I‘ve been working on boundaries for some years now.
I’ve noticed that most of the elder folk I interact respond to my boundaries with manipulation, anger, gaslighting, threats and violence. Some of them also blatantly ignore them in the service of what they want from me.The sociologist in me recognized this pattern and I began to wonder why it seems that folks two generations above me and older don’t understand, adapt, or even respect boundaries.
I came back to slavery.
Slave masters stripped away our ancestors' identities in order to maintain control over them. Our identities are what make our personhood real and vice versa. Our personhood, I’m learning, is defined out of our agency. Our choices, what we want, what we need, and most importantly, our ability to access our self-definition help us to define who we are as an individual.

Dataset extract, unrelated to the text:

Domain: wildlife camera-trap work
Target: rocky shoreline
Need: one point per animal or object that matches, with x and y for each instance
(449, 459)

So, how does this connect back to our ancestors?
From generation to generation, we pass on what we know. Most importantly, we pass on the skills that have allowed us to survive to this point.
Reflecting on this, I realized that the elders who have the most trouble with boundaries are three generations removed from the last generation of slavery.
I'm taking a very educated guess that most, if not all, persons who were enslaved survived by dissociation. Survival, during slavery & Jim Crow, required most people to depersonalize themselves because self-definition was met with unspeakable violence meant to "put you in your place."
Personalization requires self-advocacy. Self-advocacy requires one to face those things that threaten their sense of personhood. For our ancestors living under the oppression of slavery and Jim Crow, reclaiming personhood would include facing the daily trauma of unfreedom. One of the adaptive responses, then, was to understand survival as depersonalization. Depersonalization allows one to easily follow the rules of those who have power over them without the constant internal nagging of wanting to be free. For those who wanted to continue to live, and for whom freedom was not an option, it seems only natural that they choose depersonalization over the threat of additional violence and death.
As our ancestors conditioned themselves in this routine for survival, it became a part of their worldview and approach to life. On top of that, all they had been conditioned into by the slave masters such as lack of privacy, lack of boundaries, gaslighting, codependency, and much more also became embedded in their way of being. As a result, when preparing their children for this world and the constant threat of violence and death, it became automatic to teach depersonalization as survival skill and to unconsciously treat their children in the ways they had been treated.
I am looking forward to diving into Post Traumatic Slave Syndrome by Dr. Joy DeGruy and Baraccon by Zora Neale Hurston to learn more about the legacy of slavery in present day practices of Black parenting.
While this larger context makes absolute sense, we are now in a time where there is more space for bravery and self-definition. We have a chance, now, to take back out power and to to assert ourselves, fight for our rights, and dare to be who we are. Because it is in knowing who we are that we create a sense of self-pride that strengthens us, our children, and the next generation.